RSA involves a public key and a private key. The public key should be known by everyone and is used for encrypting messages. Messages encrypted with the public key can only be decrypted in a reasonable amount of time using the private key. In RSA, this asymmetry is based on the practical difficulty of factoring the product of two large prime numbers.

### RSA key generation

An RSA key-pair is generated as follows (adapted from [wikipedia](https://en.wikipedia.org/wiki/RSA_(cryptosystem))):

 - Choose two distinct prime numbers $p$ and $q$. Keep these secret.
 - Compute the product $n = p*q$. This $n$ value is public and used as the modulus.
 - Compute $\phi(n) = (p − 1)(q − 1)$.
 - Choose an integer $e$ smaller than $\phi(n)$ such that $e$ and $\phi(n)$ are coprime. OpenSSL always uses $65537$.
 - Compute a value for $d$ such that $(d * e)\pmod{\phi(n)} = 1$.
 
OpenSSL has a key generator that does these things for us. 

```{r}
(key <- rsa_keygen(512))
(pubkey <- key$pubkey)
```

Usually we would use `rsa_encrypt` and `rsa_decrypt` to perform the encryption:

```{r}
msg <- charToRaw("hello world")
ciphertext <- rsa_encrypt(msg, pubkey)
rawToChar(rsa_decrypt(ciphertext, key))
```

Let's look at how this works under the hood.

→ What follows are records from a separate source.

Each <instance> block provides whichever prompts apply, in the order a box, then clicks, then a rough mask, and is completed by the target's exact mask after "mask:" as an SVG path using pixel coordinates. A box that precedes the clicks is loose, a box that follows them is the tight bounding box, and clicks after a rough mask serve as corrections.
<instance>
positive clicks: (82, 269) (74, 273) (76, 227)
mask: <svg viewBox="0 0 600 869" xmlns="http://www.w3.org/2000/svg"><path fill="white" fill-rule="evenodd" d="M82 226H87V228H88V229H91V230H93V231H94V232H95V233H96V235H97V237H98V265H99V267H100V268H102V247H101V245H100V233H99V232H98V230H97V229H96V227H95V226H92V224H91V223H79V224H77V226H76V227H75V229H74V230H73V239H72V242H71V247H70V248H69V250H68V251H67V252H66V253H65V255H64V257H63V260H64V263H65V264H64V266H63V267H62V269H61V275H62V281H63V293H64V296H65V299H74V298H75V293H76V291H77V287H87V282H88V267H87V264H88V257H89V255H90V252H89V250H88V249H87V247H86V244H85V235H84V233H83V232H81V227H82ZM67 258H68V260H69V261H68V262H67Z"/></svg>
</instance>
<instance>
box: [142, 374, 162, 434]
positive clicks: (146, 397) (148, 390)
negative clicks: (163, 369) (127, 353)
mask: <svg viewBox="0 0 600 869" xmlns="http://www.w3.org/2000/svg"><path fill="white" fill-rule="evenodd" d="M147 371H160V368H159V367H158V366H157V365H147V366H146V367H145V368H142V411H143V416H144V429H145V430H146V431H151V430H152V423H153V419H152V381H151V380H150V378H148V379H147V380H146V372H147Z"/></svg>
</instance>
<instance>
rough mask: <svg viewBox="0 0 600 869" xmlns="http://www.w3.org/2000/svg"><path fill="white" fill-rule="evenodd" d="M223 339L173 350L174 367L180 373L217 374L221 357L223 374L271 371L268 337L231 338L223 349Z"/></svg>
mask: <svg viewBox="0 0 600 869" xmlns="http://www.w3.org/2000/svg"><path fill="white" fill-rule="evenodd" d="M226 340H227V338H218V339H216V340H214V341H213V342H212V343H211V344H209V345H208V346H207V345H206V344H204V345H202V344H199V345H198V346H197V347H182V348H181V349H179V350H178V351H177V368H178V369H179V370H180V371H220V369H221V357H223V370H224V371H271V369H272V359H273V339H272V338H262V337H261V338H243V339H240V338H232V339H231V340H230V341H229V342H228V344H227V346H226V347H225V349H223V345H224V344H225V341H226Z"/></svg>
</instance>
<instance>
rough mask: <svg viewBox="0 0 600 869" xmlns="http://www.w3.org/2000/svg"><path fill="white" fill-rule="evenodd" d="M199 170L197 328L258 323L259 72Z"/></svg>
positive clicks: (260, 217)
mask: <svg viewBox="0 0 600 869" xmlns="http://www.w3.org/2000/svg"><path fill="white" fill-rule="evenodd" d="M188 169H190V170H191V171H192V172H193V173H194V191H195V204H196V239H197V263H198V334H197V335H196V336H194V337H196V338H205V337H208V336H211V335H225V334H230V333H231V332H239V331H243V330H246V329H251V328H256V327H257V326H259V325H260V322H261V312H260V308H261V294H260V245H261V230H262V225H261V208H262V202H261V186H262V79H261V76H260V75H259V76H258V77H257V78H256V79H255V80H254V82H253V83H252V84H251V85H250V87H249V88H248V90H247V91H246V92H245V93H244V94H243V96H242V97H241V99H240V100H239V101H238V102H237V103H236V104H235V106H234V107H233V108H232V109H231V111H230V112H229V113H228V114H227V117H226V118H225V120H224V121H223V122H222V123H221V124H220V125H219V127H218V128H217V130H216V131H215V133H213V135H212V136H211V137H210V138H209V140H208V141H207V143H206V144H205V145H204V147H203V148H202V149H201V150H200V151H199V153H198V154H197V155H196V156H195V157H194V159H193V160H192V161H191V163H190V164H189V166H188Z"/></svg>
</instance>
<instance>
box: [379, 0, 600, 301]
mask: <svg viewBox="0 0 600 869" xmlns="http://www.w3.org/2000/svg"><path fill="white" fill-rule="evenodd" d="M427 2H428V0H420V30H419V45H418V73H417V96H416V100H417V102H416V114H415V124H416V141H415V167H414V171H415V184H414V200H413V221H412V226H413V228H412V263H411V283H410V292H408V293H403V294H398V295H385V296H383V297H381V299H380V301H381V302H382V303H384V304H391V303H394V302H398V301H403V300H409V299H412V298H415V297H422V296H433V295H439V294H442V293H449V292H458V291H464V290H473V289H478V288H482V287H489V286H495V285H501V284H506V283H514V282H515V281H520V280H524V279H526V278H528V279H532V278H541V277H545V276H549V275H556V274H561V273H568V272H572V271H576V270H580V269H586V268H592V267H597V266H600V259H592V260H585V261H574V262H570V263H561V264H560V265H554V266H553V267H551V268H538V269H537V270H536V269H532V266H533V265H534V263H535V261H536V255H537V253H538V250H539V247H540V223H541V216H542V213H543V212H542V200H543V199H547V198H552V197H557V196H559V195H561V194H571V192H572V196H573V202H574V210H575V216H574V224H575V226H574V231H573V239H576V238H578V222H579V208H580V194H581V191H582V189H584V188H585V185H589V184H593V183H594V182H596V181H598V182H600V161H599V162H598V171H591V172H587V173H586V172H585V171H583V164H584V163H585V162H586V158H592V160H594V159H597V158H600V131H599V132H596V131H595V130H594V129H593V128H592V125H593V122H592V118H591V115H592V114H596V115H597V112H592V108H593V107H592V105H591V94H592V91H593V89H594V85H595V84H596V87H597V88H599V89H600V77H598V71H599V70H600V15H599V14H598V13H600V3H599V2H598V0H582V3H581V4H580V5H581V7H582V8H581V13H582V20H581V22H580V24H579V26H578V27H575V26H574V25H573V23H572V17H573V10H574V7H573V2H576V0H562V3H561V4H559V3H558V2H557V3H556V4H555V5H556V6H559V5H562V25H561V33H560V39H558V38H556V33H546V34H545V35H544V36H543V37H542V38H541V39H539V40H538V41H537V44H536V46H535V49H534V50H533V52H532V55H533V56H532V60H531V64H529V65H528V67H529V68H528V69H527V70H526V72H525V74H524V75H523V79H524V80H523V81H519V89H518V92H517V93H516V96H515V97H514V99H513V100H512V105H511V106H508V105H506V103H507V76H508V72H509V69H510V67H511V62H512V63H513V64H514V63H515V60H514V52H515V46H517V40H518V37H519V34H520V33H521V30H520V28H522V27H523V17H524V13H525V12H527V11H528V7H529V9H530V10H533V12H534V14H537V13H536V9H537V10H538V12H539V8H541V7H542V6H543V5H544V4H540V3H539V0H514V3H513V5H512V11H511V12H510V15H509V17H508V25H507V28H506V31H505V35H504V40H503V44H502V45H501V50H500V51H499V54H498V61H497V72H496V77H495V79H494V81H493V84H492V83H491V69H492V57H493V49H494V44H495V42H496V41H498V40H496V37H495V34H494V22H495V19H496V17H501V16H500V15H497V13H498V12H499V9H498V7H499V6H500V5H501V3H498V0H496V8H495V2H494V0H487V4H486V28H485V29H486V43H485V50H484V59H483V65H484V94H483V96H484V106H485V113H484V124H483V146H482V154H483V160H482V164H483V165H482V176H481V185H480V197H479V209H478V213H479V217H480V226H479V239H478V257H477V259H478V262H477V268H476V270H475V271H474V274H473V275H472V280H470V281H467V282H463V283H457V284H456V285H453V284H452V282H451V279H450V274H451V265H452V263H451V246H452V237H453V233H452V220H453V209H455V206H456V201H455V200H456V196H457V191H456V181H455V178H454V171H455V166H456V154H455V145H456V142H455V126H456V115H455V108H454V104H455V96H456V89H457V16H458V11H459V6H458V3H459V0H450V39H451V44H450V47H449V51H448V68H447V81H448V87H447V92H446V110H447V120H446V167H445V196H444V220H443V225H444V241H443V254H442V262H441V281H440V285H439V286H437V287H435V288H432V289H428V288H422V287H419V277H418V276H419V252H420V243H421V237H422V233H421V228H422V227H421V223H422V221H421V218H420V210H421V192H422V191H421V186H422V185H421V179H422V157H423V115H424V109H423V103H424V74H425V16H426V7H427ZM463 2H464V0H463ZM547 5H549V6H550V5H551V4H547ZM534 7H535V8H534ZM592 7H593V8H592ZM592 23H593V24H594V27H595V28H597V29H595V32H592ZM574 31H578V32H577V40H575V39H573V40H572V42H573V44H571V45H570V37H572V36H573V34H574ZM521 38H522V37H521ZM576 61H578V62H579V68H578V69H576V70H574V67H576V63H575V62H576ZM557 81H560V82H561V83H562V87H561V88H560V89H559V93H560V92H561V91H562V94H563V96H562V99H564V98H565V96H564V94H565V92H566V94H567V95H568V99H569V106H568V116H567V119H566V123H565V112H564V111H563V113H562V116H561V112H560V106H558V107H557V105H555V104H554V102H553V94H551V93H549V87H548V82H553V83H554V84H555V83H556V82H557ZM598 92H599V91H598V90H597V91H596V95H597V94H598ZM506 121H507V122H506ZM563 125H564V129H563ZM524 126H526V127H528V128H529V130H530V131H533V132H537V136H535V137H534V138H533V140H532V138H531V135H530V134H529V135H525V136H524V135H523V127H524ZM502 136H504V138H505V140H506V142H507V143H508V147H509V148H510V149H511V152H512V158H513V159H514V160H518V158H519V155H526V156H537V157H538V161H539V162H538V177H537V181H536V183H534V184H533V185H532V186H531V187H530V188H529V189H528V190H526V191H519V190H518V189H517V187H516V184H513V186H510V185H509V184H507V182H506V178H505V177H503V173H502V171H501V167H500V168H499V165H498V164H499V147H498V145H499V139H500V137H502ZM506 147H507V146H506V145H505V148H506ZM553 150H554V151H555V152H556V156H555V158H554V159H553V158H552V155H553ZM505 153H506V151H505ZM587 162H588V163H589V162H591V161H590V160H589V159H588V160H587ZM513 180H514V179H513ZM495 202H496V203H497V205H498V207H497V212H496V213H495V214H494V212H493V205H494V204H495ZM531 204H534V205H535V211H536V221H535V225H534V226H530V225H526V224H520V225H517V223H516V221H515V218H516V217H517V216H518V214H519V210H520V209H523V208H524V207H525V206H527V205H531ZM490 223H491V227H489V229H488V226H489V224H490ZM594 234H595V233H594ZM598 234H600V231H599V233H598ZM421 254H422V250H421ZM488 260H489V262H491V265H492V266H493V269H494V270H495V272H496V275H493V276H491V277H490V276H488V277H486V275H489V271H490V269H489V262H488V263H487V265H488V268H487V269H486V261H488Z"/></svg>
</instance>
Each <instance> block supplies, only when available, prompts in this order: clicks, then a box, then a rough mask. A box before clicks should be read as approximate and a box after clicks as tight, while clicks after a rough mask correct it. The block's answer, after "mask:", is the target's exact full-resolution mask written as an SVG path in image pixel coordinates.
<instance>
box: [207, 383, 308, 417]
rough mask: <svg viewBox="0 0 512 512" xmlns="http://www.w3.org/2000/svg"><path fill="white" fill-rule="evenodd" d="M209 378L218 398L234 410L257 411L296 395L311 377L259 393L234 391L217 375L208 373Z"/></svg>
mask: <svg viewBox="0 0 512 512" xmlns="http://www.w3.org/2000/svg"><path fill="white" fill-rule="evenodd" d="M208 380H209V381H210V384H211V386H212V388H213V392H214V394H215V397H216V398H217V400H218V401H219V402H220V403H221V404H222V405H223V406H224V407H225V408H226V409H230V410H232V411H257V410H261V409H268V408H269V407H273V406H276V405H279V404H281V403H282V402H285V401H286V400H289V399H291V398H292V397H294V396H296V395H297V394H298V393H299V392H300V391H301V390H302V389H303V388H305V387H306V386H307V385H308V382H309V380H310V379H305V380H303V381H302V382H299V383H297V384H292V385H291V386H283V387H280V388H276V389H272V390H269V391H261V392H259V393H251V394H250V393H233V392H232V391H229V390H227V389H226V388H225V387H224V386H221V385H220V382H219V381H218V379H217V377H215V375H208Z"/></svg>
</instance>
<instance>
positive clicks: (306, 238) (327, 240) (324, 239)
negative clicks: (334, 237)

### How RSA encryption works

The `data` field of the private key extracts the underlying bignum integers:

```{r}
key$data
```

You can verify that the equations above hold for this key. The public key is simply a subset of the key which only contains $n$ and $e$:

```{r}
pubkey$data
```

In order to encrypt a message into ciphertext we have to treat the message data as an integer. The message cannot be larger than the key size. For example convert the text `hello world` into an integer:

```{r}
m <- bignum(charToRaw("hello world"))
print(m)
```

To encrypt this message $m$ into ciphertext $c$ we calculate $c = m^e\pmod n$. Using the public key from above:

```{r}
e <- pubkey$data$e
n <- pubkey$data$n
c <- (m ^ e) %% n
print(c)
```

This number represents our encrypted message! It is usually exchanged using base64 notation for human readability:

```{r}
base64_encode(c)
```

The ciphertext can be decrypted using $d$ from the corresponding private key via $m = c^d \pmod{n}$. Note that `c^d` is too large to calculate directly so we need to use `bignum_mod_exp` instead.

```{r}
d <- key$data$d
out <- bignum_mod_exp(c, d, n)
rawToChar(out)
```

The only difference with the actual `rsa_encrypt` and `rsa_decrypt` functions is that these add some additional padding to the data.